Indeed, to attain such photorealism from Caesar, the chimpanzee, and his fellow primates, Weta placed the performance capture actors out on location or on set with the other actors. “Rather than using reflective optical markers for motion tracking, we developed an active LED system so we could use infrared lights and that allowed us to be able to work in a variety of conditions [and with the proper lighting],” Letteri explains.
Likewise, to help deliver such a nuanced, naturalistic performance from Serkis, the Weta techies developed a new facial muscle system still in progress that delivers better capture and animation, particularly for secondary motion. “It’s a problem that’s not easily understood because the facial muscles don’t behave like the other muscles in the body,” Letteri suggests. “They are not so bound by the skeleton. A few of them are like on the jaw. But on a face they’re moving other muscles around and other tissue, and there are deep embedded layers that have an impact on what kind of shape they do, which is really complex and why in the end we wind up sculpting a lot of these things.”
But the trick with Caesar was walking a fine line between chimp and human. In fact, Weta worked hard at anthropomorphizing him. “We made him more human because we wanted him to look a little more intelligent than the rest of the apes and to stand out among them,” Letteri says. “There’s not enough time in the story to show physical transition, so it went into his design from the beginning. You could see it in his eyes: we made the irises a little smaller so you get a better idea where he’s looking; the muzzle is slightly smaller; and the forehead is shaped a little bit more like a human’s.”
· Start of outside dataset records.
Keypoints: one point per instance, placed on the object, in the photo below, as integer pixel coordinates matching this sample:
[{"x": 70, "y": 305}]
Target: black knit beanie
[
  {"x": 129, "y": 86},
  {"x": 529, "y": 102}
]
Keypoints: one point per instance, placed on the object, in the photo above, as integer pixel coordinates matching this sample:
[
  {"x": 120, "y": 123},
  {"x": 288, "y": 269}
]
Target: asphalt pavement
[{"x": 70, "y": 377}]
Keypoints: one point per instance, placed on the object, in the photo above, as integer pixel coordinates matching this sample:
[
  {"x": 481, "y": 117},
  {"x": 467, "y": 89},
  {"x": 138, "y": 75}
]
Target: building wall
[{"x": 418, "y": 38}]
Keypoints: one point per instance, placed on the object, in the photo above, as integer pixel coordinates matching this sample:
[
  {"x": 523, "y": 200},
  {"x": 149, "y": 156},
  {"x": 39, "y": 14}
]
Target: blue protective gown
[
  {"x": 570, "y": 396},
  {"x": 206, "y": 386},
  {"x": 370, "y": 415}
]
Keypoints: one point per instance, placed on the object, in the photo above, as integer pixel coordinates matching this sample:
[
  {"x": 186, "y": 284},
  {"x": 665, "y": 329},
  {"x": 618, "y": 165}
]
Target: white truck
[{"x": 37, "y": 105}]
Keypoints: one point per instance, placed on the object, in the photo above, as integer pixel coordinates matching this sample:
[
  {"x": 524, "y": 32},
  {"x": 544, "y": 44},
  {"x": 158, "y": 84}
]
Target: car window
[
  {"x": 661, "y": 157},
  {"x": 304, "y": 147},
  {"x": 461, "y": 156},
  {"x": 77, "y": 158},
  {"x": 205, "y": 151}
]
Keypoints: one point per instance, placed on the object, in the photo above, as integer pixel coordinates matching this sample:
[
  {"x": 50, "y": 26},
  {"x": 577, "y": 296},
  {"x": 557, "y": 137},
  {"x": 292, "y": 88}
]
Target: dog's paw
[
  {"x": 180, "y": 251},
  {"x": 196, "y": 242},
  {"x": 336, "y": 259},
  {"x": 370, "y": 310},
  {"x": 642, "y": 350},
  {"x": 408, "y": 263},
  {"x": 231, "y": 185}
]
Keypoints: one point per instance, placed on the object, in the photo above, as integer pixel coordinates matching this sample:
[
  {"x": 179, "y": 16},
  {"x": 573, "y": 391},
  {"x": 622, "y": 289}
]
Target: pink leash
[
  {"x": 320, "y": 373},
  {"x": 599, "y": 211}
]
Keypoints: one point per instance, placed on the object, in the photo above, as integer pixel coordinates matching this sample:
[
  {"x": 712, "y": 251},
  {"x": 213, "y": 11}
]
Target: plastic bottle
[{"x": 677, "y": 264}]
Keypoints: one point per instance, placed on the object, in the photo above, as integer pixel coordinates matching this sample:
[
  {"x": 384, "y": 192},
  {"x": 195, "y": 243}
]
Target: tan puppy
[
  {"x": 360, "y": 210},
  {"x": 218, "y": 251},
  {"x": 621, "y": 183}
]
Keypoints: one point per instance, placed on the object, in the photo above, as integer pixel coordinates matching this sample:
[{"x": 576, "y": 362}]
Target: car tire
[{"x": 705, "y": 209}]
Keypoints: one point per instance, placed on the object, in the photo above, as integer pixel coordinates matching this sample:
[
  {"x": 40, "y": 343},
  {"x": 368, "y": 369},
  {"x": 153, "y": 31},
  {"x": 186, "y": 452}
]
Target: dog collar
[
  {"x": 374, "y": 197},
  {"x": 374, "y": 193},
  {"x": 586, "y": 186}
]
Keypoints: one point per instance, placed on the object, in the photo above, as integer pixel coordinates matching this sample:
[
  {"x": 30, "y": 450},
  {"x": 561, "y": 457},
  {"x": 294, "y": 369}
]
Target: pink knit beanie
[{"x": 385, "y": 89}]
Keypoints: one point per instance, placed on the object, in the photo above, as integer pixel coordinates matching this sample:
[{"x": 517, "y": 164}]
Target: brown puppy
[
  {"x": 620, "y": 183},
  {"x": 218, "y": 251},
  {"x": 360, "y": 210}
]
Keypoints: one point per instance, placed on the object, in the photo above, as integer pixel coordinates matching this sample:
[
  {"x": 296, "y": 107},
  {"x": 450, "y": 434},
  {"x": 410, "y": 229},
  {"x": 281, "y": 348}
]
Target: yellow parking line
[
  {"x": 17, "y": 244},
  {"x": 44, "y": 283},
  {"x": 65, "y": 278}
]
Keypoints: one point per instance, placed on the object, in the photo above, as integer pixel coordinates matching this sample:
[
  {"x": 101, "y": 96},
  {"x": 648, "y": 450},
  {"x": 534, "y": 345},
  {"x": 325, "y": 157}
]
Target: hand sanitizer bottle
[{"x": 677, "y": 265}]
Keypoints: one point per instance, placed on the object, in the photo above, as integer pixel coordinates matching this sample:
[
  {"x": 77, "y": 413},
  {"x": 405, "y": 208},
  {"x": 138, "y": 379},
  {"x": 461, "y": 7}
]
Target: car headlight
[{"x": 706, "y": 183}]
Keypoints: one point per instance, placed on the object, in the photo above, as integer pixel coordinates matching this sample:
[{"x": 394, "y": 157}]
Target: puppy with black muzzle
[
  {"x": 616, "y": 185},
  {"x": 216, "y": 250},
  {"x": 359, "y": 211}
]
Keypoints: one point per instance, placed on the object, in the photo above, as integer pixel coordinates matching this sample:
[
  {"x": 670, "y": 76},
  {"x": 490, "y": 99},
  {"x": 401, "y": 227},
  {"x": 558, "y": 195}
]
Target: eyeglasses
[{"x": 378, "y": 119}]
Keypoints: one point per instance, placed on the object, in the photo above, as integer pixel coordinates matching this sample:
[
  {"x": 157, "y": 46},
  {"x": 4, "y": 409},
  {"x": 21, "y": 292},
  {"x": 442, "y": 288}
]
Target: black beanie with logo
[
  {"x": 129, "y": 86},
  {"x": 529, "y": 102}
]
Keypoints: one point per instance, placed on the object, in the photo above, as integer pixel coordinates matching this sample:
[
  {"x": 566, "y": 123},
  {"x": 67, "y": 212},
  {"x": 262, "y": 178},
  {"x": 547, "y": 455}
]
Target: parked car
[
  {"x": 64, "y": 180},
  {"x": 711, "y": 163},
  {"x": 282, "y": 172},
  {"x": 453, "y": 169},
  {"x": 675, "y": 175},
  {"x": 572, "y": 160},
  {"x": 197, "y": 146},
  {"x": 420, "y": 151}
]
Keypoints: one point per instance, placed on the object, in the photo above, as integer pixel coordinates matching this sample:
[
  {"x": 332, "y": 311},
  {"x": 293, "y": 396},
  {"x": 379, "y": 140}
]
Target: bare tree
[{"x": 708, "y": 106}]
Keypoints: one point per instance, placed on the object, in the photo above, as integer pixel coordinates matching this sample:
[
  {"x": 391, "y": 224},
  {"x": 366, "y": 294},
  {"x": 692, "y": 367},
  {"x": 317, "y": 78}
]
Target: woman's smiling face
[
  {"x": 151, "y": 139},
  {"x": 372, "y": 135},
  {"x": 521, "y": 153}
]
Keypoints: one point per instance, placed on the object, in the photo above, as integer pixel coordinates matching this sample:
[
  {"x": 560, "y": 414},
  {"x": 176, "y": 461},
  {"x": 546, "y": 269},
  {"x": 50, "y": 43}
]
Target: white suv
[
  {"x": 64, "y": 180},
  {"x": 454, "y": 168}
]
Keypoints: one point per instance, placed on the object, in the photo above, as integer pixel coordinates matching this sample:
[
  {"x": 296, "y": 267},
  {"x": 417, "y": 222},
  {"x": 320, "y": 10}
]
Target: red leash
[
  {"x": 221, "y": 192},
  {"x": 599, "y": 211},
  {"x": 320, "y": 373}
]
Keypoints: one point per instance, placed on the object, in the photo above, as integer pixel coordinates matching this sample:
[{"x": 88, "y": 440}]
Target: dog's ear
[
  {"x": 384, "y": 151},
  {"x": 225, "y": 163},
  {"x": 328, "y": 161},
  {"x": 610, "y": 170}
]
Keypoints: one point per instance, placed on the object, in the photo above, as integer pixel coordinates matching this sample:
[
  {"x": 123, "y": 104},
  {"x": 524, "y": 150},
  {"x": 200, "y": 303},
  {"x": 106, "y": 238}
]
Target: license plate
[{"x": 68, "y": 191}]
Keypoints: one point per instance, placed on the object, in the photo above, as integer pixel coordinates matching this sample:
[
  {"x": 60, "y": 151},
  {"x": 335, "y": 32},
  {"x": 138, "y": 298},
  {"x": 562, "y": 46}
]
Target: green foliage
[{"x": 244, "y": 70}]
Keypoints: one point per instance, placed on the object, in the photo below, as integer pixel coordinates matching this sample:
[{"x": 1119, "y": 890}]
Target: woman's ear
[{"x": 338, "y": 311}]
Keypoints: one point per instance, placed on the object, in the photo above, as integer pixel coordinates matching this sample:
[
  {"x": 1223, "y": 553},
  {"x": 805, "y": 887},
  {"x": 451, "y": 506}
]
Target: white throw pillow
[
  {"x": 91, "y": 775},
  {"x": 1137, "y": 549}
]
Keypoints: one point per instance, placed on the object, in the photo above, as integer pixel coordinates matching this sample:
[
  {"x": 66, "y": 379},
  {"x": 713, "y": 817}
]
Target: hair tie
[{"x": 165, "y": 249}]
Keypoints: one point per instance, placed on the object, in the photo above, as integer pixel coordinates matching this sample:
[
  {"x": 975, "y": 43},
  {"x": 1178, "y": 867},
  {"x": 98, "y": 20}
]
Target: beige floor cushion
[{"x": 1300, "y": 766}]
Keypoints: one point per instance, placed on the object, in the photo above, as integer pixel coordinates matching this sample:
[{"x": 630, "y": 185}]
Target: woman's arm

In the end, it still comes down to the eyes, which Weta perfected further with a new model that more realistically captures movement in and around the eyes and how they are affected by different lighting conditions. “One of the drawbacks of doing performance capture in general is you’ve got that light on the face, which happens to flatten out the characteristics,” Letteri notes. “In this case, though, because we were on the real set, we at least had the lighting to play off of Andy’s face. But you still have to pay attention to whether it reads in the current lighting situation. You might not be getting the light in Caesar’s eye, so you make slight adjustments to get a better read.”
In fact, the moment Letteri knew they had it right was the shock of recognition in Caesar’s eyes when he realizes how and why he must lead the revolt.
But Letteri maintains that performance capture is still more artistic than mechanical, and the animators were more empowered to make creative choices on Rise. “When you’re capturing the shapes of the face, nothing on the face is ever fixed; there’s nothing locked down to refer to it, so the first thing you have to do is figure out your baseline,” he continues. “And then you just look at it side by side with the performance from the actor and say, ‘Does that look like the right performance or not?’ If not, why not? Sometimes there are errors that you can fix; sometimes it really just comes down to interpretation.”
And that’s why they were fortunate to have Serkis. He might be digitally rendered, but there’s a soul when you look into those eyes, which is why Rise is such a resounding success.